Page MenuHomePhabricator

[FY25-SDS1.4.2] Update research pipelines to use Dumps2
Closed, ResolvedPublic

Description

Update the research pipelines to use the new content history dataset (aka dumps2).

Context: DE has stopped producing dumps1 wikitext history datasets due to recurring issues, until the affected research pipelines are updated they will not produce any data (e.g. the knowledge gaps / content gap metrics).

Event Timeline

fkaelin renamed this task from Update research pipelines to use Dumps2 to [FY25-SDS1.4.2] Update research pipelines to use Dumps2.Apr 2 2025, 8:03 PM
fkaelin claimed this task.
fkaelin triaged this task as High priority.
fkaelin moved this task from Backlog to FY2024-25-Research-April-June on the Research board.

Weekly updates

  • The existing wikidiff dataset has been transformed to an incremental iceberg table (research.mediawiki_content_diff)
  • There are merge requests (1, 2) for to finalize the airflow dag that updates the dataset daily based on the content history dataset

Weekly updates

  • the mediawiki content diff (formerly called wikidiff) dataset is in production and backfilled (datahub documentation, airflow dag)

Weekly updates

  • Started code changes for add-a-link switch to using content history (T388146)
fkaelin changed the status of subtask T388144: Update reference risk pipelines for dumps2 from Stalled to In Progress.
fkaelin changed the status of subtask T388146: Update addalink pipeline for dumps2 from Open to In Progress.

Weekly updates

  • Code changes (MR) completed for add-a-link (T388146), reference quality (T388144) and article embedding (T390704) pipelines
  • Tested manually in notebooks, airflow dag updates in progress.

Weekly updates

  • Airflow dag updates were tested and deployed to production
  • The affected pipelines were backfilled and are now up-to-date
  • Open remaining tasks all depend on the content current dataset (wmf_content.mediawiki_content_current_v1).
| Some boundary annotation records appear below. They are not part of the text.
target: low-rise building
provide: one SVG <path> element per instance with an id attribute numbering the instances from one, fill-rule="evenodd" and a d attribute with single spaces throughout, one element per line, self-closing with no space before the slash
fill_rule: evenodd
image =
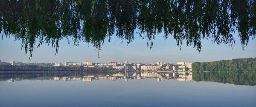
<path id="1" fill-rule="evenodd" d="M 54 66 L 61 66 L 61 63 L 54 63 Z"/>
<path id="2" fill-rule="evenodd" d="M 113 69 L 124 69 L 125 66 L 111 66 L 111 67 Z"/>
<path id="3" fill-rule="evenodd" d="M 93 68 L 93 67 L 95 67 L 95 65 L 85 65 L 85 66 L 84 66 L 84 67 Z"/>
<path id="4" fill-rule="evenodd" d="M 143 65 L 140 67 L 142 70 L 157 70 L 160 69 L 161 67 L 155 65 Z"/>
<path id="5" fill-rule="evenodd" d="M 137 68 L 138 68 L 138 67 L 137 66 L 132 66 L 132 69 L 134 70 L 137 70 Z"/>
<path id="6" fill-rule="evenodd" d="M 84 62 L 84 65 L 93 65 L 93 63 L 92 61 Z"/>
<path id="7" fill-rule="evenodd" d="M 108 66 L 108 64 L 95 64 L 96 66 Z"/>
<path id="8" fill-rule="evenodd" d="M 110 66 L 116 66 L 116 62 L 110 62 L 109 64 L 110 65 Z"/>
The pipelines have been tested with the wip dataset. When DE promotes this dataset to production, there will be an airflow sensor that the dags can await.

Weekly updates

  • Updates have been completed, all sub tasks are resolved
  • This task will be resolved when the wmf_content.mediawiki_content_current_v1 is in prod T391279

Final asana report:

Hypothesis: The research team will adopt the wmf_content.mediawiki_content_history_v1 on all existing use cases in which they currently use the deprecated wmf.mediawiki_wikitext_history.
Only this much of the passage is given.